Partners develop shared friends, activities, and values, which all contribute to self-identity and self-concept. So when the relationship ends, the part of our self-concept related to our partners seem suddenly ripped away, leaving a void. We might look in the mirror and ask: who am I? Who am I without you?
In their research “Who Am I without You? The Influence of Romantic Breakup on the Self-Concept,” Slotter, Gardner, and Finkel found that due to a partner’s influence, your self concept clarity often decreases, while emotional distress increases.
In fact, the study found that a “significant amount of the distress experienced by individuals whose relationship ended was predicted by the self-concept confusion they experienced after the breakup – beyond the distress caused by other aspects of the breakup, such as self-rejection.”

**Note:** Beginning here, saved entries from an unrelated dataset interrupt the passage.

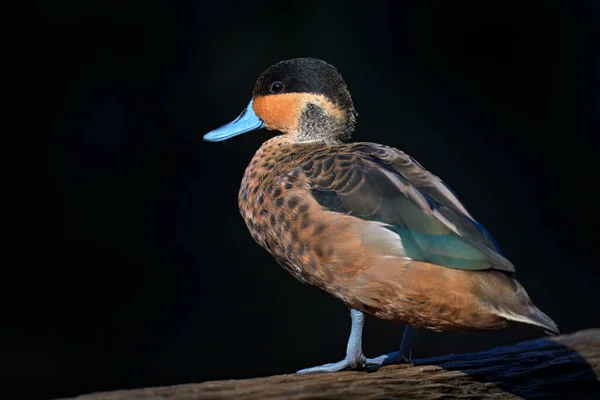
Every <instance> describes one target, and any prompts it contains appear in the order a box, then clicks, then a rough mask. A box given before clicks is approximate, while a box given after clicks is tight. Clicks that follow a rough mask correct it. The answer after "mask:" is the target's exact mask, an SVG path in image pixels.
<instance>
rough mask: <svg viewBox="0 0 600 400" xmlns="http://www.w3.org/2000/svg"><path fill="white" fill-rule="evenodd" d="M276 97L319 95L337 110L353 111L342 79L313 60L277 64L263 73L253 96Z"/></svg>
mask: <svg viewBox="0 0 600 400" xmlns="http://www.w3.org/2000/svg"><path fill="white" fill-rule="evenodd" d="M280 84H281V85H280ZM278 93H315V94H322V95H324V96H326V97H328V98H329V99H330V100H331V101H332V102H333V103H335V104H336V105H337V106H339V107H340V108H341V109H345V110H352V111H354V105H353V103H352V98H351V97H350V92H349V91H348V88H347V87H346V83H345V82H344V79H343V78H342V75H340V73H339V72H338V70H337V68H335V67H334V66H333V65H331V64H328V63H326V62H325V61H323V60H319V59H317V58H294V59H291V60H285V61H281V62H278V63H277V64H275V65H272V66H271V67H269V68H268V69H267V70H266V71H265V72H263V73H262V74H261V75H260V77H259V78H258V80H257V81H256V85H255V86H254V92H253V96H266V95H269V94H278Z"/></svg>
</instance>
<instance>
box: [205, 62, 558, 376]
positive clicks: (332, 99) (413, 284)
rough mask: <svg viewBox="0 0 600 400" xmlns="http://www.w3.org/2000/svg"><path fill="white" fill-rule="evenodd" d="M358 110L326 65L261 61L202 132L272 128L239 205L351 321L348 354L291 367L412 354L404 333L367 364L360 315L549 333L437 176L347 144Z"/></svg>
mask: <svg viewBox="0 0 600 400" xmlns="http://www.w3.org/2000/svg"><path fill="white" fill-rule="evenodd" d="M356 115H357V114H356V112H355V110H354V107H353V105H352V99H351V97H350V94H349V92H348V90H347V88H346V86H345V83H344V82H343V80H342V78H341V76H340V75H339V73H338V72H337V70H336V69H335V68H334V67H332V66H330V65H329V64H327V63H325V62H323V61H320V60H315V59H294V60H288V61H283V62H281V63H278V64H275V65H274V66H272V67H270V68H269V69H267V70H266V71H265V72H264V73H263V74H262V75H261V76H260V77H259V79H258V81H257V84H256V86H255V89H254V92H253V100H252V101H251V102H250V104H249V105H248V107H247V109H246V110H245V111H244V112H243V113H242V115H241V116H240V118H238V119H237V120H235V121H234V122H232V123H230V124H228V125H225V126H223V127H221V128H219V129H217V130H215V131H213V132H211V133H209V134H207V135H206V136H205V139H207V140H212V141H219V140H224V139H226V138H229V137H232V136H235V135H237V134H239V133H243V132H247V131H249V130H253V129H258V128H262V127H266V128H267V129H270V130H277V131H280V132H282V133H283V134H282V135H279V136H275V137H273V138H272V139H270V140H268V141H266V142H265V143H264V144H263V145H262V146H261V148H260V149H259V150H258V151H257V152H256V154H255V155H254V157H253V159H252V161H251V162H250V164H249V165H248V167H247V169H246V171H245V173H244V176H243V179H242V184H241V187H240V192H239V198H238V200H239V209H240V212H241V214H242V217H243V218H244V220H245V221H246V224H247V227H248V229H249V231H250V234H251V235H252V237H253V238H254V240H256V241H257V242H258V243H259V244H260V245H261V246H262V247H263V248H264V249H266V250H267V251H268V252H270V253H271V254H272V255H273V256H274V258H275V259H276V260H277V261H278V262H279V264H281V265H282V266H283V267H284V268H285V269H286V270H288V271H289V272H290V273H291V274H292V275H293V276H294V277H296V278H297V279H298V280H300V281H301V282H305V283H308V284H311V285H313V286H315V287H317V288H319V289H321V290H322V291H324V292H327V293H329V294H330V295H332V296H334V297H336V298H338V299H339V300H341V301H342V302H343V303H344V304H346V305H347V306H348V307H349V308H350V309H351V316H352V332H351V335H350V339H349V342H348V351H347V355H346V358H344V360H342V361H340V362H338V363H334V364H327V365H325V366H320V367H315V368H309V369H306V370H302V371H301V372H303V373H314V372H334V371H338V370H341V369H345V368H356V367H358V366H365V365H372V366H380V365H384V364H387V363H390V362H398V361H401V360H402V358H403V357H408V356H409V355H410V352H409V350H410V347H411V344H410V343H411V342H412V339H411V338H412V337H413V336H414V330H413V331H411V330H410V329H412V328H410V329H407V335H405V340H403V348H402V349H401V351H400V352H399V353H392V354H390V355H384V356H381V357H378V358H374V359H367V358H365V357H364V356H363V355H362V348H361V341H360V340H361V339H360V338H361V334H362V324H363V314H362V313H367V314H371V315H373V316H375V317H377V318H380V319H384V320H388V321H392V322H397V323H402V324H405V325H408V326H412V327H423V328H428V329H432V330H438V331H439V330H447V329H461V330H467V329H480V330H486V329H497V328H502V327H505V326H507V325H509V324H511V323H520V324H526V325H532V326H535V327H537V328H540V329H542V330H544V331H546V332H549V333H557V332H558V330H557V328H556V325H555V324H554V322H553V321H552V320H551V319H550V318H549V317H548V316H546V315H545V314H544V313H543V312H541V311H540V310H539V309H538V308H537V307H536V306H535V305H534V304H533V303H532V302H531V300H530V298H529V296H528V294H527V293H526V291H525V289H524V288H523V287H522V286H521V285H520V284H519V282H518V281H517V280H516V276H515V273H514V272H515V268H514V266H513V264H512V263H511V262H510V261H509V260H508V259H507V258H506V257H505V256H504V255H503V254H502V252H501V250H500V247H499V246H498V245H497V243H496V242H495V240H494V239H493V237H492V236H491V234H490V233H489V232H488V231H487V230H486V229H485V228H484V227H483V226H482V225H481V224H479V222H477V221H476V220H475V219H474V218H473V216H472V215H471V214H470V213H469V212H468V211H467V210H466V208H465V207H464V205H463V204H462V203H461V201H460V200H459V199H458V197H457V196H456V195H455V194H454V193H453V192H452V191H451V190H450V189H449V187H448V186H446V185H445V184H444V183H443V182H442V181H441V179H439V178H438V177H437V176H435V175H434V174H432V173H431V172H429V171H427V170H426V169H425V168H423V167H422V166H421V165H420V164H419V163H418V162H416V161H415V160H414V159H412V158H411V157H409V156H408V155H406V154H405V153H403V152H402V151H400V150H397V149H395V148H393V147H389V146H385V145H381V144H376V143H364V142H359V143H347V142H345V140H346V139H348V138H349V137H350V134H351V133H352V131H353V129H354V126H355V122H356ZM411 332H412V333H411ZM407 349H408V350H407Z"/></svg>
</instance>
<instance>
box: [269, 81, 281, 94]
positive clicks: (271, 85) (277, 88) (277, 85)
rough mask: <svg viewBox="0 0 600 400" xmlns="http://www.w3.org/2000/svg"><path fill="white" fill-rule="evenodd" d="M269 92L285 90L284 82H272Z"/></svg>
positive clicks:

And we see it in everyday life. In order to get rid of the “shared’ self-concept, many people often change their hair, clothing style, or find new activities or hobbies. However, sudden changes in behavior and parting with a previously established self-identity can easily lead us to a feeling of emptiness and confusion—is this really me? Who am I without you?
So how can we preserve our self-concept clarity without being overly reminded of our ex?
One idea from the study is to participate in activities you shared with an ex with other friends, to reassure yourself that your interests are of your own even without your partner. You can then keep the hobbies you enjoyed doing with your ex, without being too uncomfortably reminded of him/her.
As for changing fashion or hair, it’s a normal sign of beginning again. But maybe try doing these things with your friends, which will make the experience not a loss of your previous self, but a novel experience with a friend that can affirm your sense of self!